Question

Radiation containing frequencies \(6 \times 10^{14}\,\text{Hz}\) and \(9 \times 10^{14}\,\text{Hz}\) falls on a metal surface with work function \(2.5\,\text{eV}\). Calculate the maximum energy of emitted electrons (in eV).

• A. \(0.8\)
• B. \(1.0\)
• C. \(1.2\)
• D. \(1.5\)

Hint:

In photoelectric effect problems, always use the highest incident frequency to calculate maximum kinetic energy.

Answer 1

The Correct Option is C

To find the maximum energy of the emitted electrons when radiation containing frequencies \(6 \times 10^{14}\,\text{Hz}\) and \(9 \times 10^{14}\,\text{Hz}\) falls on a metal surface with a work function of \(2.5\,\text{eV}\), we will use the photoelectric effect equation:

\(E_{k} = h \nu - \phi\) 

where:

• \(E_{k}\) is the maximum kinetic energy of the emitted electrons (in eV).
• \(h\) is Planck's constant, \(4.1357 \times 10^{-15}\,\text{eV}\cdot\text{s}\).
• \(\nu\) is the frequency of the incident radiation.
• \(\phi\) is the work function of the metal (in eV).
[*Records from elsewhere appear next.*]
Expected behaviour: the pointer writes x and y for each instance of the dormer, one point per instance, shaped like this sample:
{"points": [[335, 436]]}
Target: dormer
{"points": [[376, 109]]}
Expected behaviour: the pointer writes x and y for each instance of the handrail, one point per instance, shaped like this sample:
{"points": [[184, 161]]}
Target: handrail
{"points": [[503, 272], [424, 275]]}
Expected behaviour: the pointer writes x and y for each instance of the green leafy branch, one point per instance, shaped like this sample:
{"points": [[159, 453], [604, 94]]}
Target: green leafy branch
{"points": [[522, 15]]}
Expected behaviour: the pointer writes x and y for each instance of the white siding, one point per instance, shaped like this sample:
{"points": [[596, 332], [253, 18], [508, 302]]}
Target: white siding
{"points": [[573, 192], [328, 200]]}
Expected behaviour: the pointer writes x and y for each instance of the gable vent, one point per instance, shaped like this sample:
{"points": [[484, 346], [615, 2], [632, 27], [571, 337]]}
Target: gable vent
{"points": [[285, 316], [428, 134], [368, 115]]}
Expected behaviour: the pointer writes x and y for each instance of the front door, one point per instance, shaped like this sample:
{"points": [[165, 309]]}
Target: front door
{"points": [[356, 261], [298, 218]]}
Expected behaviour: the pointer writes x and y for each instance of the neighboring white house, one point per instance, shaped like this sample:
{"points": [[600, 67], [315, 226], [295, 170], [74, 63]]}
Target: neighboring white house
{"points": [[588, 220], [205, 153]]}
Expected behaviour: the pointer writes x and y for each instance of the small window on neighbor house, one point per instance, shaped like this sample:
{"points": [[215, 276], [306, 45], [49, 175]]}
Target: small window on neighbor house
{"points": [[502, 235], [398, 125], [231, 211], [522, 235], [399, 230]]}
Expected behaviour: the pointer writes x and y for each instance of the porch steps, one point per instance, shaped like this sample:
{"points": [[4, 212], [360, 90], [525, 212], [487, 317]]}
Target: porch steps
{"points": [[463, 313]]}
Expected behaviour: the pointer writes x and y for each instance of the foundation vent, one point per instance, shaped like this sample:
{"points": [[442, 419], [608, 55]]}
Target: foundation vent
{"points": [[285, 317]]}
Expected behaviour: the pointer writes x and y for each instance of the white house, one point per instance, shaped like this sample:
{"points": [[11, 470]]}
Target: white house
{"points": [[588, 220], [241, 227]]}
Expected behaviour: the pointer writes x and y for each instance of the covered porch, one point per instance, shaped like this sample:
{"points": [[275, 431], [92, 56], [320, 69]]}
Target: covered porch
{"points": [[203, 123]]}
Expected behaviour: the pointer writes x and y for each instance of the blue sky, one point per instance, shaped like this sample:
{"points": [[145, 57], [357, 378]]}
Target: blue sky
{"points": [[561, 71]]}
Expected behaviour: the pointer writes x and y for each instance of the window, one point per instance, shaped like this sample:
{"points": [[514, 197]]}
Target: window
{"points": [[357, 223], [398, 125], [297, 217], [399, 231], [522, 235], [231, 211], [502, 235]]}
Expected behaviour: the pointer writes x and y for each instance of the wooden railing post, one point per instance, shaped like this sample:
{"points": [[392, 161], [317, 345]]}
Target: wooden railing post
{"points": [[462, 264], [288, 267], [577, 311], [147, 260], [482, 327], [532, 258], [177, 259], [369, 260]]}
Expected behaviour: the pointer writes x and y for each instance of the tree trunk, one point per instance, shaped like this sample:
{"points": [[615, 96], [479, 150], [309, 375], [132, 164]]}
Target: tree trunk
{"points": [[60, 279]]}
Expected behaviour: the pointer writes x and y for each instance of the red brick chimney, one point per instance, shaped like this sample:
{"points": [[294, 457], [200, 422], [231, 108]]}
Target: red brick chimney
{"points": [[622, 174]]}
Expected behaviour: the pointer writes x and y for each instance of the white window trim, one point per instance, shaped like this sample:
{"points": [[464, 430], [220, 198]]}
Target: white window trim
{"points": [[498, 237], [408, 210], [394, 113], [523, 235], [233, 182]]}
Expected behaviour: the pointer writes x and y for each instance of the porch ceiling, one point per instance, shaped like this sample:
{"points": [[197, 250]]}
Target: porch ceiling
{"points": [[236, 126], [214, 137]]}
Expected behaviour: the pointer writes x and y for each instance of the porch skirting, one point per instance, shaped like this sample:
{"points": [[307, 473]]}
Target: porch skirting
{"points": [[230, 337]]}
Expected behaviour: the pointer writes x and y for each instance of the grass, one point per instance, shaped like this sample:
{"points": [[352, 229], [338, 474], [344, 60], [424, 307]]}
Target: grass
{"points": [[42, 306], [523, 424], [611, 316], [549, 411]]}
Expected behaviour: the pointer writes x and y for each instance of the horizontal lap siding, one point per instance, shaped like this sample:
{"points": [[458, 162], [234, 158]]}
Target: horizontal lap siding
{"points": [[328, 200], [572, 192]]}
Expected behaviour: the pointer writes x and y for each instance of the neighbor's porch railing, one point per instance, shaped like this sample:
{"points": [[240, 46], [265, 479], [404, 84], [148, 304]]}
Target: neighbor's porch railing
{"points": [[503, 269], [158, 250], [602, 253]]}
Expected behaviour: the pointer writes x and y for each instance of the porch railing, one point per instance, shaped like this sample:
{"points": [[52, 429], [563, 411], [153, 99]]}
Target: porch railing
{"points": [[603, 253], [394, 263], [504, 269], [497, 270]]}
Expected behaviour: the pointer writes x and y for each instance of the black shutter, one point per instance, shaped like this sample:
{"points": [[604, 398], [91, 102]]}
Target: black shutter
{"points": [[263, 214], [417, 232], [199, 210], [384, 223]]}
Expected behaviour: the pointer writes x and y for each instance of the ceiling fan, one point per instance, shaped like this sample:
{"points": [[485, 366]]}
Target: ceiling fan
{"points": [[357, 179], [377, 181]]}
We will calculate the kinetic energy for both frequencies and choose the maximum value:

1. For frequency \(6 \times 10^{14}\,\text{Hz}\): \(E_{k1} = h \nu_{1} - \phi = (4.1357 \times 10^{-15}\,\text{eV}\cdot\text{s}) \times (6 \times 10^{14}\,\text{Hz}) - 2.5\,\text{eV}\) \(= 2.48142\,\text{eV} - 2.5\,\text{eV} = -0.01858\,\text{eV}\)

The negative result implies that no electrons are emitted for this frequency, as the energy is less than the work function.

1. For frequency \(9 \times 10^{14}\,\text{Hz}\): \(E_{k2} = h \nu_{2} - \phi = (4.1357 \times 10^{-15}\,\text{eV}\cdot\text{s}) \times (9 \times 10^{14}\,\text{Hz}) - 2.5\,\text{eV}\) \(= 3.72213\,\text{eV} - 2.5\,\text{eV} = 1.22213\,\text{eV}\)

This indicates that the emitted electrons have a maximum kinetic energy of approximately \(1.2\,\text{eV}\).

Therefore, the maximum energy of the emitted electrons is \(1.2\,\text{eV}\), which matches the given correct answer.